LP made from a digital master recording...


The digital vs. analog thoughts, even debates I can understand...when the analog LP is from analog masters.  When an LP is pressed using a digital master recording as the source, does that LP still have an analog advantage?   
whatjd
Remember the late '70's and the Telarc digital recordings?  Vinyl records mastered from 50K digital tapes.  The audiophile magazines were unanimously griping about the sterility, lack of detail and digital glare even back then.  Admittedly, things have gotten better since then, but I still think that buying a record that was mastered from a digital source is highway robbery.  Don't get me wrong, I enjoy both digital and vinyl, my gripe is the misrepresentation of the product. 
Some of us own and push the envelope with both analog and digital formats and by both I mean vinyl, tape and high end digital.
there are hardcore in every corner, but some of us can occupy all three corners and understand relative strengths and weaknesses ego and cognitive dissonance free. Those who dismiss a format out of hand are ignorant, deaf or worse... just blowhard big ego getting in the way of a lot more accessible world class music.
iF you have an excellent DAC, night I suggest some 2L ( the Nordic sound ) downloads and the corresponding vinyl album from them. Make up your own mind , blowhard free
2L
grammy winners
find me a blowhard on this thread with chops to match 2L and the steak dinner is on me....
The analog from a digital recording will often contain the full data from that recording (apart from RIAA compression, but we all know that), whereas you might end up with a more compressed version of the digital file, thus losing information. That’s not quite what the OP asked but an important concern. If you can get the digital at full resolution and have equally resolving equipment (how could you objectively determine that?), there is no difference—at least the handful of times a dealer has demo’d that for me, my ears couldn’t hear a difference. 
Here’s a problem still—I have no desire to purchase high-resolution files and then store them at home. That means that I am limited to Tidal or Qobuz. I believe that there’s sometimes distortion or lossiness in the streaming process/modem issues, bandwidth, etc, so that the same digital streamed file will sound different at different times, even if it is occurring at the purportedly same bit rate. 

1979. Rise. Herb Alpert. 

The first track is analog mastered. All the remaining tracks were digitally recorded on 3M’s new 32 bit mastering system. 

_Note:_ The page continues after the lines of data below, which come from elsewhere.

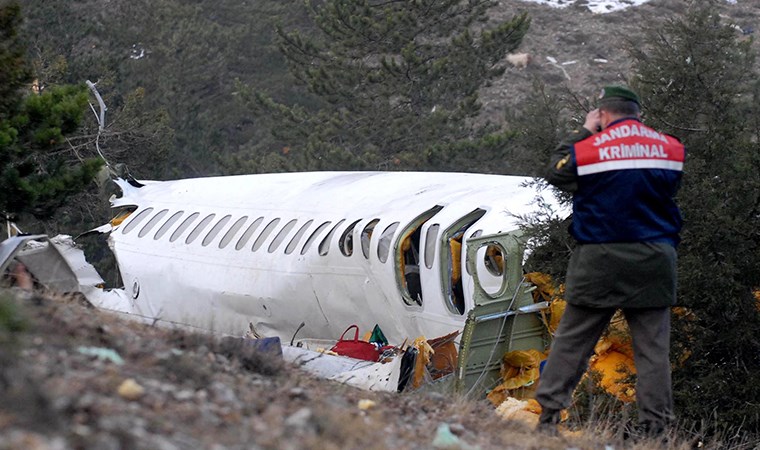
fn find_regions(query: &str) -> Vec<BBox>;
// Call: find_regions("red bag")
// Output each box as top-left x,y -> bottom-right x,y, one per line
330,325 -> 381,362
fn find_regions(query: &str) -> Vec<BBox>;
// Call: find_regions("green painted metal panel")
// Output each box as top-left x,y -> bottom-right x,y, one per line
455,232 -> 551,398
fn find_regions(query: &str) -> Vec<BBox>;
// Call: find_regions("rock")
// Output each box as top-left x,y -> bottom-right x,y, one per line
117,378 -> 145,401
284,407 -> 313,431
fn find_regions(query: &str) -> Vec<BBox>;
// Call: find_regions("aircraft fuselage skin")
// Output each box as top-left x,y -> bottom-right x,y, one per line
107,171 -> 562,343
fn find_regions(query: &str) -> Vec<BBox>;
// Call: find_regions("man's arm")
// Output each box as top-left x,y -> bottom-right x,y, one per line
545,109 -> 601,192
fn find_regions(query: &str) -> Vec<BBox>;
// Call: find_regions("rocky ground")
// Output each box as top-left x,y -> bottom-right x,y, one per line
480,0 -> 760,125
0,288 -> 704,450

I have the original vinyl pressing. 10 years later, in 1989, I bought the CD.

The LP is far superior than the 16 bit CD.

Ive seen this over and over again, back during the time when vinyl was mastered, cut, and pressed properly, that the vinyl produces a superior experience over digital. Digital is easy, no work. Vinyl is an art form.

Another example: Linda Ronstadt’s 3 albums she recorded with the Nelson Riddle Orchestra in the 1980s. All 3 vinyl LPs sound far superior to the CD versions. Also, her 1989 album with Aaron Nevill; the LP is far superior to the CD version. All digitally recorded. Artisans mastered the vinyl, flunkies mastered the CDs.